At this moment, as he was leaning his head out of the carriage window, a drop of blood trickled down his cheek.

“Well! Good-bye to my portmanteau! It can’t be helped! The throw said I wasn’t to get out here. It was right.”

He shut the door and sat down again.

“There were no papers in my portmanteau and my linen isn’t marked. What are the risks?... No matter, I’d better sail as soon as possible; it’ll be a little less amusing perhaps, but a good deal wiser.”

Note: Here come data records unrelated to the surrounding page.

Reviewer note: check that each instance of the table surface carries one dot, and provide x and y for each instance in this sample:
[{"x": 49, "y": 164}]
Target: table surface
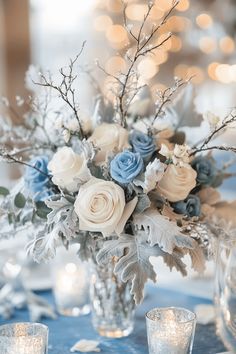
[{"x": 65, "y": 331}]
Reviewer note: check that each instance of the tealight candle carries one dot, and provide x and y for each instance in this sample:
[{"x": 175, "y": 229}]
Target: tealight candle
[
  {"x": 24, "y": 338},
  {"x": 170, "y": 330},
  {"x": 71, "y": 284}
]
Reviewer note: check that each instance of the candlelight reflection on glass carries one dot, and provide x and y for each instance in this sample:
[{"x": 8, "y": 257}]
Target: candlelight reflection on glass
[
  {"x": 71, "y": 283},
  {"x": 24, "y": 338},
  {"x": 170, "y": 330}
]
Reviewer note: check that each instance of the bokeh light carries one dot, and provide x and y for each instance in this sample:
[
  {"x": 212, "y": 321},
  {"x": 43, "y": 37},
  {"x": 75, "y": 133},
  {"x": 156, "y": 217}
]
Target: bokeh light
[
  {"x": 227, "y": 45},
  {"x": 102, "y": 23},
  {"x": 204, "y": 21}
]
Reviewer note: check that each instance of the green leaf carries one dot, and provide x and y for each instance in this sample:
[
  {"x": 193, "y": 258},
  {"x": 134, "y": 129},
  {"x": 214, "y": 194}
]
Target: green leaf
[
  {"x": 19, "y": 201},
  {"x": 42, "y": 210},
  {"x": 4, "y": 191}
]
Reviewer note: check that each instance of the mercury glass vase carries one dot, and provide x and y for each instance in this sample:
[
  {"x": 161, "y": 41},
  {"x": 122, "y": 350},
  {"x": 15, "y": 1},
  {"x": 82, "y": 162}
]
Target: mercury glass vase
[
  {"x": 112, "y": 305},
  {"x": 225, "y": 292}
]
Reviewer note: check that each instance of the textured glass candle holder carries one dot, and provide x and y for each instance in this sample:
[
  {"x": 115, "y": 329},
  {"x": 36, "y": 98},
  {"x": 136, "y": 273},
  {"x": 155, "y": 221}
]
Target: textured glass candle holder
[
  {"x": 170, "y": 330},
  {"x": 71, "y": 280},
  {"x": 24, "y": 338},
  {"x": 225, "y": 292}
]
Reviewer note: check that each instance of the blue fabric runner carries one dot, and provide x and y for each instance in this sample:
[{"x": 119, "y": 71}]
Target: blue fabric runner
[{"x": 65, "y": 331}]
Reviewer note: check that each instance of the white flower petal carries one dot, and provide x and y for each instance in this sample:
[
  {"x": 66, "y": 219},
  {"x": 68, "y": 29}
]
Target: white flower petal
[{"x": 85, "y": 346}]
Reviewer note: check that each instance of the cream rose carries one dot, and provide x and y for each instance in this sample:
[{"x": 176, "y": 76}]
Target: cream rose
[
  {"x": 109, "y": 137},
  {"x": 68, "y": 169},
  {"x": 177, "y": 182},
  {"x": 100, "y": 206}
]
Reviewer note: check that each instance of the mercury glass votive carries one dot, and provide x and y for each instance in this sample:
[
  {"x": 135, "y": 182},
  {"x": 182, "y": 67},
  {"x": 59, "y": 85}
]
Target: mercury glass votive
[
  {"x": 71, "y": 280},
  {"x": 24, "y": 338},
  {"x": 170, "y": 330}
]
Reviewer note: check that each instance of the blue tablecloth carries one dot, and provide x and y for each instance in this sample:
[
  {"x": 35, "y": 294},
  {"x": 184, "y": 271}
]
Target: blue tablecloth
[{"x": 65, "y": 331}]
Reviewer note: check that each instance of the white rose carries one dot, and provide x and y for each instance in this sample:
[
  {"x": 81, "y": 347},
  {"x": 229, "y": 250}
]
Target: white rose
[
  {"x": 177, "y": 182},
  {"x": 108, "y": 138},
  {"x": 68, "y": 169},
  {"x": 100, "y": 206}
]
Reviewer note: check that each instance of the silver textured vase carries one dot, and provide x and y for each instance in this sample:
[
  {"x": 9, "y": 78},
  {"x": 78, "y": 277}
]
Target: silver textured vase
[{"x": 112, "y": 305}]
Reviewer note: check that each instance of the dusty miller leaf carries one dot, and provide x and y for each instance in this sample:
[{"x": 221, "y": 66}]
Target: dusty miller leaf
[
  {"x": 4, "y": 191},
  {"x": 174, "y": 260},
  {"x": 161, "y": 231},
  {"x": 134, "y": 264},
  {"x": 19, "y": 200},
  {"x": 143, "y": 203},
  {"x": 43, "y": 247},
  {"x": 63, "y": 216},
  {"x": 154, "y": 172}
]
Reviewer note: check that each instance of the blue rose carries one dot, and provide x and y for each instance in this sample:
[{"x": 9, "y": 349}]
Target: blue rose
[
  {"x": 142, "y": 143},
  {"x": 206, "y": 170},
  {"x": 191, "y": 206},
  {"x": 37, "y": 182},
  {"x": 126, "y": 166}
]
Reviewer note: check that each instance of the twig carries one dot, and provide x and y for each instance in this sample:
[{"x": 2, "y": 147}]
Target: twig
[
  {"x": 65, "y": 88},
  {"x": 231, "y": 118},
  {"x": 11, "y": 158},
  {"x": 142, "y": 48}
]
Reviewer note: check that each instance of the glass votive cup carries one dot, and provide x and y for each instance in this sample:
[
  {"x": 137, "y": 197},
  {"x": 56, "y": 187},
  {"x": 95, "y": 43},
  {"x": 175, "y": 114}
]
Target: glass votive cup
[
  {"x": 24, "y": 338},
  {"x": 70, "y": 281},
  {"x": 170, "y": 330}
]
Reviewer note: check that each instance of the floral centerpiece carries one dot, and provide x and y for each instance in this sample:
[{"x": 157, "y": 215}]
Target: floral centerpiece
[{"x": 124, "y": 184}]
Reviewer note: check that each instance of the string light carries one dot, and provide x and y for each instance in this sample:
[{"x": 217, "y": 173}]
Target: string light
[
  {"x": 227, "y": 45},
  {"x": 115, "y": 64},
  {"x": 212, "y": 70},
  {"x": 102, "y": 23},
  {"x": 204, "y": 21},
  {"x": 114, "y": 6},
  {"x": 176, "y": 44},
  {"x": 183, "y": 5},
  {"x": 223, "y": 73},
  {"x": 147, "y": 68},
  {"x": 117, "y": 36},
  {"x": 207, "y": 44}
]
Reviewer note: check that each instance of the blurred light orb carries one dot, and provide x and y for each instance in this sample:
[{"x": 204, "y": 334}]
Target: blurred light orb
[
  {"x": 165, "y": 5},
  {"x": 114, "y": 5},
  {"x": 223, "y": 73},
  {"x": 181, "y": 70},
  {"x": 176, "y": 44},
  {"x": 115, "y": 64},
  {"x": 233, "y": 72},
  {"x": 102, "y": 23},
  {"x": 227, "y": 45},
  {"x": 183, "y": 5},
  {"x": 204, "y": 21},
  {"x": 196, "y": 73},
  {"x": 212, "y": 70},
  {"x": 117, "y": 35},
  {"x": 136, "y": 12},
  {"x": 160, "y": 56},
  {"x": 178, "y": 23},
  {"x": 147, "y": 68},
  {"x": 207, "y": 44}
]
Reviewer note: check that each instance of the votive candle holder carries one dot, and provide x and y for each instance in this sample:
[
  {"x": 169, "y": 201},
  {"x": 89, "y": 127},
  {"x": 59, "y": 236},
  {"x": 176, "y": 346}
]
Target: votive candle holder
[
  {"x": 24, "y": 338},
  {"x": 170, "y": 330}
]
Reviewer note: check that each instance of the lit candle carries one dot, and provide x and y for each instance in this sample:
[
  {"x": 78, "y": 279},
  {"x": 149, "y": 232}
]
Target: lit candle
[
  {"x": 71, "y": 284},
  {"x": 24, "y": 338},
  {"x": 170, "y": 330}
]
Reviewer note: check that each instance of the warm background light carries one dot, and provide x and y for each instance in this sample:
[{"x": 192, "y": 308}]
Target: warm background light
[
  {"x": 102, "y": 23},
  {"x": 147, "y": 68},
  {"x": 204, "y": 21},
  {"x": 207, "y": 44},
  {"x": 227, "y": 45}
]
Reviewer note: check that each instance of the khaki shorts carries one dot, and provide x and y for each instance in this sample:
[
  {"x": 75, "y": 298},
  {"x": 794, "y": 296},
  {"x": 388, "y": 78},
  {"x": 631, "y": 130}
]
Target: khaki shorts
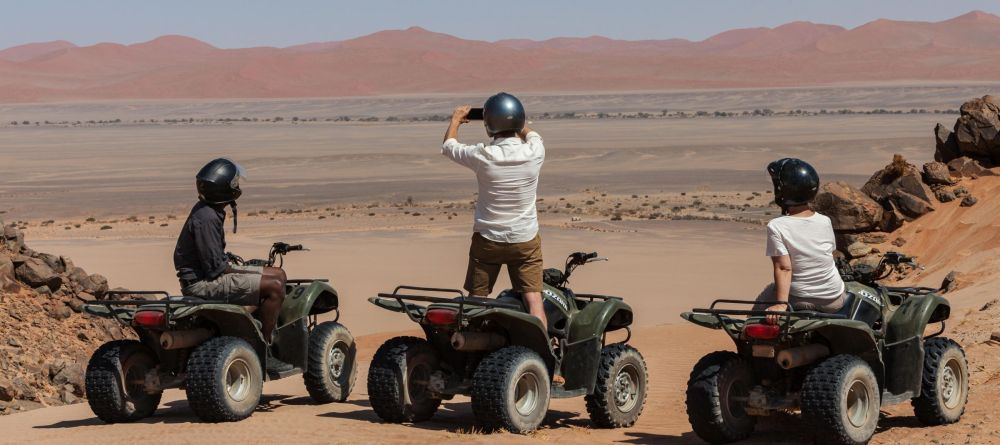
[
  {"x": 824, "y": 305},
  {"x": 523, "y": 261},
  {"x": 236, "y": 288}
]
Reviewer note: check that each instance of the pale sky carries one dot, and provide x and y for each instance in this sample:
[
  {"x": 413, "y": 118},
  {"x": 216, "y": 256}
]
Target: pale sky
[{"x": 243, "y": 23}]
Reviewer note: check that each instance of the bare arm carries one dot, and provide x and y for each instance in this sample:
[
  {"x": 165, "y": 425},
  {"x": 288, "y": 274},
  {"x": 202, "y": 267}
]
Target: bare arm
[
  {"x": 782, "y": 284},
  {"x": 458, "y": 117}
]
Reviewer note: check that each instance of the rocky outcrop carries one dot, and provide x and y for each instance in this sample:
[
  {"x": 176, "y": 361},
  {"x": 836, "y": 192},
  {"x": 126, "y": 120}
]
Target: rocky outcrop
[
  {"x": 849, "y": 208},
  {"x": 45, "y": 339}
]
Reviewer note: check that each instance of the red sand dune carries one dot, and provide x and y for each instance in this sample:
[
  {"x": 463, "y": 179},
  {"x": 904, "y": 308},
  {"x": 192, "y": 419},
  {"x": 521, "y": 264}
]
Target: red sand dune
[{"x": 420, "y": 61}]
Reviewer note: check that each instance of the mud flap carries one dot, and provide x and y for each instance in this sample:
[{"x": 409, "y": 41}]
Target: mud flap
[
  {"x": 904, "y": 362},
  {"x": 579, "y": 364}
]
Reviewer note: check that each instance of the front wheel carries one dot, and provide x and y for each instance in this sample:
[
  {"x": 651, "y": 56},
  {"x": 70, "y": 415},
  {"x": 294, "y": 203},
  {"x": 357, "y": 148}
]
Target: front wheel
[
  {"x": 841, "y": 401},
  {"x": 511, "y": 390},
  {"x": 224, "y": 380},
  {"x": 399, "y": 380},
  {"x": 115, "y": 382},
  {"x": 331, "y": 368},
  {"x": 620, "y": 393},
  {"x": 945, "y": 384},
  {"x": 716, "y": 397}
]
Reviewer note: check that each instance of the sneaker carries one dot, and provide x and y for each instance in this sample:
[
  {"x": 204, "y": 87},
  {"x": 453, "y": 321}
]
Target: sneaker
[{"x": 275, "y": 365}]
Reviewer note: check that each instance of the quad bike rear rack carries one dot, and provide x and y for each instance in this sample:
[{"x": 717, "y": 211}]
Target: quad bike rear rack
[
  {"x": 784, "y": 317},
  {"x": 461, "y": 299},
  {"x": 168, "y": 301}
]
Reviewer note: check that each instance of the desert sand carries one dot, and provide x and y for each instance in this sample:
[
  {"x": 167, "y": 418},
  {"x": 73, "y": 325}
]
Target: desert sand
[{"x": 378, "y": 206}]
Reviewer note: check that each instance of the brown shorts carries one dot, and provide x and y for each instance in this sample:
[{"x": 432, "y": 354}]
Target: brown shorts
[{"x": 523, "y": 260}]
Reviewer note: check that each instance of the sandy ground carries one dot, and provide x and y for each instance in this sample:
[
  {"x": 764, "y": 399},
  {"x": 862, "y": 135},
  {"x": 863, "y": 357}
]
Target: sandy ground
[{"x": 331, "y": 188}]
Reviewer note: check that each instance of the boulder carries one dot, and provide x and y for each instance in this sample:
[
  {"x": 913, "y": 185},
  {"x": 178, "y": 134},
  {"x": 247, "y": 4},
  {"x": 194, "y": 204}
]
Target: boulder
[
  {"x": 968, "y": 167},
  {"x": 34, "y": 272},
  {"x": 977, "y": 130},
  {"x": 848, "y": 208},
  {"x": 937, "y": 173},
  {"x": 947, "y": 145}
]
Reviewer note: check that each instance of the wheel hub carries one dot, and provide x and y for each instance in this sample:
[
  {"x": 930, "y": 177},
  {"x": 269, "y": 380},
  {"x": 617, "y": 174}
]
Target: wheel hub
[
  {"x": 337, "y": 360},
  {"x": 238, "y": 380},
  {"x": 858, "y": 404},
  {"x": 626, "y": 388},
  {"x": 526, "y": 394}
]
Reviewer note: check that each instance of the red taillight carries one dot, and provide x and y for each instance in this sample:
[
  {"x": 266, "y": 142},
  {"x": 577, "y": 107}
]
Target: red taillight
[
  {"x": 762, "y": 331},
  {"x": 441, "y": 316},
  {"x": 150, "y": 319}
]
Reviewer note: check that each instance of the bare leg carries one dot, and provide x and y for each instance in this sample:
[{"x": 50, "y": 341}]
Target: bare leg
[{"x": 535, "y": 307}]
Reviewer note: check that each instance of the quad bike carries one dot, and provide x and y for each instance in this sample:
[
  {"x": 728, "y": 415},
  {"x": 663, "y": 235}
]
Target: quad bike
[
  {"x": 836, "y": 369},
  {"x": 215, "y": 351},
  {"x": 501, "y": 356}
]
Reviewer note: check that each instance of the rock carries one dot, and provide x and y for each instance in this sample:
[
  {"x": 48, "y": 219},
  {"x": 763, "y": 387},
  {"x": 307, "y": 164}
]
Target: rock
[
  {"x": 35, "y": 272},
  {"x": 937, "y": 173},
  {"x": 858, "y": 250},
  {"x": 944, "y": 195},
  {"x": 901, "y": 186},
  {"x": 848, "y": 208},
  {"x": 977, "y": 130},
  {"x": 950, "y": 282},
  {"x": 910, "y": 205},
  {"x": 947, "y": 145},
  {"x": 968, "y": 167}
]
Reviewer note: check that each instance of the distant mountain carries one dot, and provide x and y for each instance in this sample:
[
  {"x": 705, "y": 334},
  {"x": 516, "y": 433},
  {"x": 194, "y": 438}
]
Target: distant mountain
[{"x": 416, "y": 60}]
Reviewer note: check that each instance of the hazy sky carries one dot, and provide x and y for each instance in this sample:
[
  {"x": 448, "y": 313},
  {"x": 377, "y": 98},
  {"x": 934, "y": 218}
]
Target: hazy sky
[{"x": 242, "y": 23}]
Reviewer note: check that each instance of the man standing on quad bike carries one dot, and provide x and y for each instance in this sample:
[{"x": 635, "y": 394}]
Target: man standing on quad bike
[
  {"x": 202, "y": 263},
  {"x": 506, "y": 227},
  {"x": 800, "y": 244}
]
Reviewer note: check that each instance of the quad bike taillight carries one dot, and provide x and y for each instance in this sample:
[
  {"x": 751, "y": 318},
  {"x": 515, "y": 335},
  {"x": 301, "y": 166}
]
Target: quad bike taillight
[
  {"x": 149, "y": 319},
  {"x": 439, "y": 316},
  {"x": 762, "y": 331}
]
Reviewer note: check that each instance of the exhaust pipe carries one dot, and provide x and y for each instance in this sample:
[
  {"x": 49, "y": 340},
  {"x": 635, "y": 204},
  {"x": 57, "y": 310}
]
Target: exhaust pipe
[
  {"x": 802, "y": 355},
  {"x": 184, "y": 339},
  {"x": 477, "y": 341}
]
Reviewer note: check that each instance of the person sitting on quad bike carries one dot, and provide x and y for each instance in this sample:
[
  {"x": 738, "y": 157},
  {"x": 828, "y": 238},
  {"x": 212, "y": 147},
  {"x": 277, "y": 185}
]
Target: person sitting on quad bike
[
  {"x": 506, "y": 221},
  {"x": 800, "y": 244},
  {"x": 202, "y": 263}
]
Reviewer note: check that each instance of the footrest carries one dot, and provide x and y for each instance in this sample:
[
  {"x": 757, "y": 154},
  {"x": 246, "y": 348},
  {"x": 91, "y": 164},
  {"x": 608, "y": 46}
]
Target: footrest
[{"x": 271, "y": 375}]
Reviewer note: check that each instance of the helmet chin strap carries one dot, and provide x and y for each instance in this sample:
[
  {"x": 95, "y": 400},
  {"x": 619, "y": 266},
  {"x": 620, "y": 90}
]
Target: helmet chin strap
[{"x": 233, "y": 205}]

In the meantime the train started again.

“It’s not so much my portmanteau that I regret as my beaver, which I really should have liked to retrieve. Well! let’s think no more about it.”

He filled another pipe, lit it, and then, plunging his hand into the inside pocket of Fleurissoire’s coat, pulled out: a letter from Arnica, a Cook’s ticket and a large yellow envelope, which he opened.

“Three, four, five, six thousand-franc notes! Of no interest to honest folk!”

He returned the notes to the envelope and the envelope to the coat pocket.

But when, a moment later, he examined the Cook’s ticket, Lafcadio’s brain whirled. On the first page was written the name of Julius de Baraglioul. “Am I going mad?” he asked himself. “What can he have had to do with Julius?... A stolen ticket?... No, not possible!... a borrowed ticket ... must be. Lord! Lord! Perhaps I’ve made a mess of it. These old gentlemen are sometimes better connected than one thinks....”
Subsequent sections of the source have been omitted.